Na noite do sábado passado, 9/7, em Foz do Iguaçu (PR), o policial penal federal Jorge José da Rocha Guaranho invadiu a festa de aniversário de 50 anos de Marcelo Aloízio de Arruda, que ocorria na da Associação Esportiva Saúde Física Itaipu, e o assassinou com dois tiros. Os relatos das testemunhas e as filmagens dão conta de que lá pelas 22 horas, Guaranho, que estava com mulher e filho, parou seu carro em frente ao local em que ocorria a comemoração – que tinha como tema o PT e Lula – e passou a gritar “aqui é Bolsonaro” e “Lula ladrão”, e mais um conjunto de impropérios. 

Arruda pensou que se tratava de um conhecido que havia chegado para a festa, segundo testemunhas a vítima tinha amigos bolsonaristas e pensou que os gritos do lado de fora se tratar de uma brincadeira de algum conhecido. Mas quando foi até a porta do local em que ocorria a confraternização e se deparou com o agressor, que depois de uma rápida discussão, fez ameaças e sacou sua arma e disse que voltaria para “matar todo mundo”. Como Arruda tinha uma arma funcional, a foi pegar em seu carro temendo que as ameaças se confirmassem. Depois de 20 min, de forma premeditada, o agressor volta e com a arma em punho, mesmo a mulher de Arruda, que é policial civil, colocando-se a frente e se identificando para evitar que os tiros fossem disparados. Ainda assim, Guaranho dispara e atinge inicialmente a perna e depois atinge o petista pelas costas, todavia podendo reagir, Arruda se vira e faz disparos que atingem o bolsonarista.

Como balanço de mais esse show de horrores, tivemos a morte de Arruda e o sofrimento de seus familiares e companheiros, mas ao reagir com sua companheira e demais presentes, salvaram outras vidas que poderiam ter sido eliminadas pela violência bolsonarista. Esse é um fato transcendente e corrobora com a dinâmica violenta do processo que estamos vivendo, assim, deve ser respondido com toda a seriedade e consequência pela esquerda, particularmente pela esquerda radical.

Partidos da coligação Lula-Alckmin recorrem aos golpistas?  

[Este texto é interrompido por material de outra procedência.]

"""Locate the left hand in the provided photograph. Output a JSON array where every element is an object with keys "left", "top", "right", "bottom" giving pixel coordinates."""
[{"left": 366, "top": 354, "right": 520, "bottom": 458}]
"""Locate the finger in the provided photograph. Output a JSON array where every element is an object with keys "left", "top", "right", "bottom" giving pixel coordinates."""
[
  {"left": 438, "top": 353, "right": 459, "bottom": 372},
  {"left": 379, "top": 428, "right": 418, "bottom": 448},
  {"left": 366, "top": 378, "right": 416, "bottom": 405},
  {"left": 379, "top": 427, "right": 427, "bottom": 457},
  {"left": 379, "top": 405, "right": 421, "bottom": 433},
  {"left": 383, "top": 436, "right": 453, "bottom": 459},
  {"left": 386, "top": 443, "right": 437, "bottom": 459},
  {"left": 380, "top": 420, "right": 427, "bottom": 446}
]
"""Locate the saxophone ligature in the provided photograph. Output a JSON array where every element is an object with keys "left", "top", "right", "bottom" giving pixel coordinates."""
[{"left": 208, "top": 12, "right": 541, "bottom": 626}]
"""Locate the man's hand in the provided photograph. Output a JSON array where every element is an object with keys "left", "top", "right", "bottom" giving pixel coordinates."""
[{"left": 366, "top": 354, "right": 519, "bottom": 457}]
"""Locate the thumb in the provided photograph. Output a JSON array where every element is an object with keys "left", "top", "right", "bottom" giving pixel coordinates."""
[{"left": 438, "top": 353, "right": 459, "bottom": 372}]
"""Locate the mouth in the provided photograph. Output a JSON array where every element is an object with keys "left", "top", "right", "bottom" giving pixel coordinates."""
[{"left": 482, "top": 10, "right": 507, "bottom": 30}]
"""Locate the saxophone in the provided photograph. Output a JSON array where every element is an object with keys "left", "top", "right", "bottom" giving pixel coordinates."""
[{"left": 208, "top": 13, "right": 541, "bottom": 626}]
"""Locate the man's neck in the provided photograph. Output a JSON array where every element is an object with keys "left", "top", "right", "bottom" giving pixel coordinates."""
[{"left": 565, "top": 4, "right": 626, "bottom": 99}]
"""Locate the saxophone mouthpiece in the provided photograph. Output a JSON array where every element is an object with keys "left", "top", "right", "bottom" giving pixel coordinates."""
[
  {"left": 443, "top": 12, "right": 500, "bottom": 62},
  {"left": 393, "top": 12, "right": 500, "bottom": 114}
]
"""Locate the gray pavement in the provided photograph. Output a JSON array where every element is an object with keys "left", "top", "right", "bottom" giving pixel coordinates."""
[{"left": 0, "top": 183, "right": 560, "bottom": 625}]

Certamente esse é um crime que tem motivação política e é responsabilidade de Bolsonaro e de seu movimento que passa cada vez mais da violência simbólica nas redes para a violência física nas ruas. A premeditação do crime político contra Arruda é de difícil refutação, pois ele era uma figura pública na cidade sendo tesoureiro do PT, havia sido candidato a vice-prefeito nas últimas eleições municipais  e era diretor do sindicato dos Servidores Municipais de Foz do Iguaçu (Sismufi).

Diante da violência contra lideranças sociais, indígenas, mulheres, ecologistas, sindicalistas e da esquerda em geral, Bolsonaro invariavelmente coloca-se do lado do agressor e responsabiliza a vítima. Apenas no domingo às 19h foi se pronunciar sobre o caso afirmando cinicamente que “dispensamos qualquer tipo de apoio de quem pratica violência contra opositores. Para esse tipo de gente, peço que por coerência mude de lado e apoie a esquerda, que acumula um histórico inegável de episódios violentos”. 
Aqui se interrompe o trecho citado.